The opposing worlds of The Dispossessed are viewed through the eyes of a brilliant physicist named Shevek. On the protagonist's home planet of Anarres, property and resources are held in common and society is ruled by strict custom rather than law. On neighbouring Urras, private ownership and profit motive reign, resulting in a deep social rift between haves and have-nots. While Shevek finds himself intellectually smothered on Anarres by the overwhelming pressure to conform to custom, on Urras he becomes mired in power games and disturbed by the lack of community.
"One should not read Le Guin as saying that private property must inevitably destroy solidarity or that common property necessarily stifles creativity," Gold explained. "Nevertheless, she suggests—perhaps even insists—that we ought not to separate the way that we allocate goods and control over those goods from decisions about what kind of society we wish to build."
Gold charged that the judicial systems of our world have failed to meet Le Guin's challenge. Landmark decisions by the United States Supreme Court in the 1980 cases of Diamond v. Chakrabarty (extending patent protection to living organisms) and Diamond v. Diehr (patenting computer programs) opened the floodgates to the patenting of everything from human tissue to Internet business practices. As earthlings and their corporations have grown ever more dependent on intangible assets, Gold argued, no court has yet considered how the patenting of ideas affects who gets to benefit from them, at what time, in what way and at what cost. "According to the Court," he said, "property is about economic incentives, not about distributive justice."

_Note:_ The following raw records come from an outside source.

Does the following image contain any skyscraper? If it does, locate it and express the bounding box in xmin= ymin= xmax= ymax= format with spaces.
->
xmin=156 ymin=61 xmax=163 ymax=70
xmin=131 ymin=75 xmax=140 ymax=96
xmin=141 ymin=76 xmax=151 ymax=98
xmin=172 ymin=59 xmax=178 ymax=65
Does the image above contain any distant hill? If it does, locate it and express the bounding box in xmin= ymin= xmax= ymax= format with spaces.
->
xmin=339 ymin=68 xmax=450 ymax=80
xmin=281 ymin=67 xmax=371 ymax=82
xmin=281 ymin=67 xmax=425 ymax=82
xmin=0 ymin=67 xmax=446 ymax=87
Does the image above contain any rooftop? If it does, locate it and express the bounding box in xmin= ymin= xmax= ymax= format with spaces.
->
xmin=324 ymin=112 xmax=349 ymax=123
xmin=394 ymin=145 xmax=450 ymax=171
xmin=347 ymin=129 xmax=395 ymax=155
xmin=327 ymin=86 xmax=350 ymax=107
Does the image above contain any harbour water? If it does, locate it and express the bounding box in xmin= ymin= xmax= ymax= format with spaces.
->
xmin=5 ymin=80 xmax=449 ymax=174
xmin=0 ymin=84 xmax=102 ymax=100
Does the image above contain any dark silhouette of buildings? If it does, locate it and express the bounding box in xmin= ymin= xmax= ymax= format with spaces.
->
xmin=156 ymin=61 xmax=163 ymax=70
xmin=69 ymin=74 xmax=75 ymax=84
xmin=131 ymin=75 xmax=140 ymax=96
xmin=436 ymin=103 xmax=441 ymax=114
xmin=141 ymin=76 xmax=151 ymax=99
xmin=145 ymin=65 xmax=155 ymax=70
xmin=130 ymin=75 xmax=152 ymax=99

In the long run, Gold believes the social and ethical questions that come bundled with intellectual property decisions are too vast, or too dangerous, to be solved by government, industry, or even lawyers and judges. "Only the academy can provide a forum in which to challenge the status quo and examine distributive justice," he said.
To accomplish this, Gold proposed that the McGill Faculty of Law create a centre in which academics from every discipline, along with government, judicial and industry leaders, can convene to debate and resolve the fundamental issues surrounding ownership in the hyper-evolving information age. "The questions we need to pose are not simply technical; they are ethical," he said. "E-governance means that we must investigate the way that the legal system as a whole—from its distributional base in property law to its human rights implications in international human rights law -- helps shape the social, ethical and economic implications of technology.
"As X-World provided Le Guin, e-World provides us with the power of moral choice: the power to avoid stagnation and loss of human solidarity, the power to choose a just distribution, and the power to make changes to achieve it."
The Bell Chair in e-Governance was created by a $500,000 gift by Bell Canada through its participation in Bell University Labs.